Over the past several months, al-Qaeda has retaliated by targeting the leaders of these independent groups and killing their members. Al-Qaeda "went too far," says the letter, "by killing 30 mujahideen brothers." In doing so, al-Qaeda is beginning to spark a wildfire of tribal vendettas that will be difficult to put out. Two weeks ago, the assassination of Harith Thahir al-Dari, the son of the sheik of the Zoba tribe, turned the powerful clan against al-Qaeda. Al-Dari is also the nephew of the leader of the Islamic Scholars Association, Harith al-Dari, and was a commander of the nationalist insurgent group the Brigades of the 1920 Revolution. Clashes, the letter says, are still going on between al-Qaeda and the nationalist Brigades of the 1920 Revolution in the Abu Ghraib area, west of Baghdad.

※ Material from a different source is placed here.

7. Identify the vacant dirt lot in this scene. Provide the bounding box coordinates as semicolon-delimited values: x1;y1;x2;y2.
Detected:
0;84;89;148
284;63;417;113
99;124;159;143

The letter from the Islamic Army of Iraq goes on to criticize the manner in which al-Qaeda has operated in Anbar, extorting money from the wealthy, killing civilians, demanding women cover their faces and calling anyone who opposes them "infidels." After listing all the ways al-Qaeda has been mistreating the citizens of Anbar and its comrades in arms, justifying each point with a verse from the Koran, the Islamic Army of Iraq appeals directly to Osama bin Laden, telling him he can no longer distance himself from the actions of his own organization, that he has duty to defend his honor and his faith, and he must "bring in line" his followers in Iraq.

This development comes at a time when al-Qaeda in Mesopotamia is already feeling pressure in the restive Anbar province, a longtime stronghold for the organization west of Baghdad. A U.S.-backed consortium of tribal sheiks, known as the Anbar Salvation Council, fed up with al-Qaeda's indifference to civilian deaths and hard-line enforcement of sharia law in their hamlets, has been given a free hand to push the network out of Anbar. On Friday the council announced it had killed four al-Qaeda operatives and found a large cache of documents in a safe house that contains letters between al-Qaeda cell members and their leaders as well as detailed files on various targeted residents of Ramadi, imams of mosques and university students. "Our work," read the statement from the sheik heading up the council, "continues until we finish them all."